Sum Root to Leaf Numbers LeetCode Solution

Table of Contents

Problem Statement

Sum Root to Leaf Numbers LeetCode Solution says – You are given the root of a binary tree containing digits from 0 to 9 only.

Each root-to-leaf path in the tree represents a number.

For example, the root-to-leaf path 1 -> 2 -> 3 represents the number 123.

Return the total sum of all root-to-leaf numbers. Test cases are generated so that the answer will fit in a 32-bit integer.

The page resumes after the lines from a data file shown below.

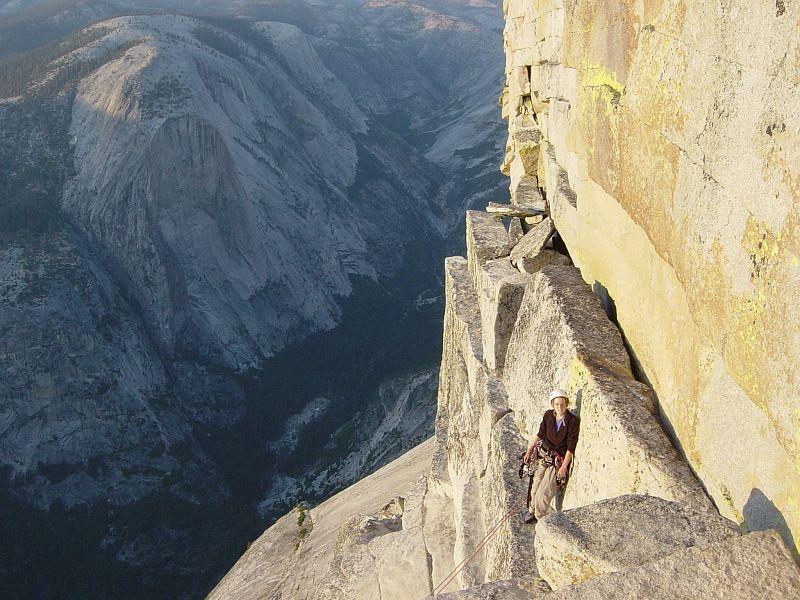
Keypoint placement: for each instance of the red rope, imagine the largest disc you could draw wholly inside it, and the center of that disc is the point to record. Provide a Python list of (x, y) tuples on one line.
[(460, 567)]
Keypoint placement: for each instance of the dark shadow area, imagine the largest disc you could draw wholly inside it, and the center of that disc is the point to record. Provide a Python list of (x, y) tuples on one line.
[(760, 514)]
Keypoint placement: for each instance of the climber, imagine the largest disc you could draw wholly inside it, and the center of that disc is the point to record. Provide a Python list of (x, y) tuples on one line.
[(552, 449)]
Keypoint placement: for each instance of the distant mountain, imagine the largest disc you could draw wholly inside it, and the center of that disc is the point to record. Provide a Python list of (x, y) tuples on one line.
[(206, 223)]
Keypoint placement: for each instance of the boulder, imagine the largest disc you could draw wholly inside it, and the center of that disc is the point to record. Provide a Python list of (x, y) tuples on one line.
[(533, 241), (515, 231), (508, 589), (757, 565), (620, 533), (516, 210), (500, 292), (532, 264), (486, 239)]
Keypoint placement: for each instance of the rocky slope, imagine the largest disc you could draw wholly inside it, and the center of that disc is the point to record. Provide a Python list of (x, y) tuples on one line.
[(634, 516), (634, 148), (665, 139), (203, 221)]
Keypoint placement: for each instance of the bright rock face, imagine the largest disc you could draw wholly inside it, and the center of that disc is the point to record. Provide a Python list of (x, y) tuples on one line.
[(665, 138)]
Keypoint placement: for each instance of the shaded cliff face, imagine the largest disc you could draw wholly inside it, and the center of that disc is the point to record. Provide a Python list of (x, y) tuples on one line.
[(666, 141), (207, 224)]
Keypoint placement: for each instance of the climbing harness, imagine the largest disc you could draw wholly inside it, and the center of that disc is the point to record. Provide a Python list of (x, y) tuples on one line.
[(460, 567)]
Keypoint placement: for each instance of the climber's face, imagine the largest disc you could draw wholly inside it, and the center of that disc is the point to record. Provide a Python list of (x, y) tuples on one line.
[(560, 406)]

A leaf node is a node with no children.

Input: root = [1,2,3]
Output: 25
Explanation:
The root-to-leaf path 1->2 represents the number 12.
The root-to-leaf path 1->3 represents the number 13.
Therefore, sum = 12 + 13 = 25.

Input: root = [4,9,0,5,1]
Output: 1026
Explanation:
The root-to-leaf path 4->9->5 represents the number 495.
The root-to-leaf path 4->9->1 represents the number 491.
The root-to-leaf path 4->0 represents the number 40.
Therefore, sum = 495 + 491 + 40 = 1026.

Explanation

We recursively go to each node and check if it is null or not
a- If it is a null node, then we skip it and move to the next
b- If it is not a null node, we multiply the current by 10, and add the node value

We repeat the same procedure for all the nodes present, to get the final answer and return it.

Code

Java Solution:

class Solution {
    
    public int sumNumbers(TreeNode root) {
        
        return solve(root, 0);
    }
    
    int solve(TreeNode root, int curr){
        
        if(root == null){
            return 0;
        }
        
        curr = curr*10 + root.val;
        
        if(root.left == null && root.right == null){
            //leaf node
            return curr ;
        }
        
        return solve(root.left, curr) + solve(root.right, curr);
    }
}

C++ Solution

class Solution {
public:
    
    void solve(TreeNode* root, int ans, int &fans)
    {
        if(!root)
            return;
        
        if(!root->left && !root->right)
        {
            ans = ans *10 + root->val;
            fans +=ans;
            return;
        }
        
        ans = ans *10 + root->val;
        solve(root->left, ans, fans);
        solve(root->right, ans,fans);
    }
    int sumNumbers(TreeNode* root) 
    {
        int ans =0;
        int fans = 0;
        solve(root, ans, fans);
        return fans;
    }
};

Complexity Analysis of Sum Root to Leaf Numbers Leetcode Solution:

Time complexity O(N) where N is number of Nodes

Space complexity O(H) where H is the height of the tree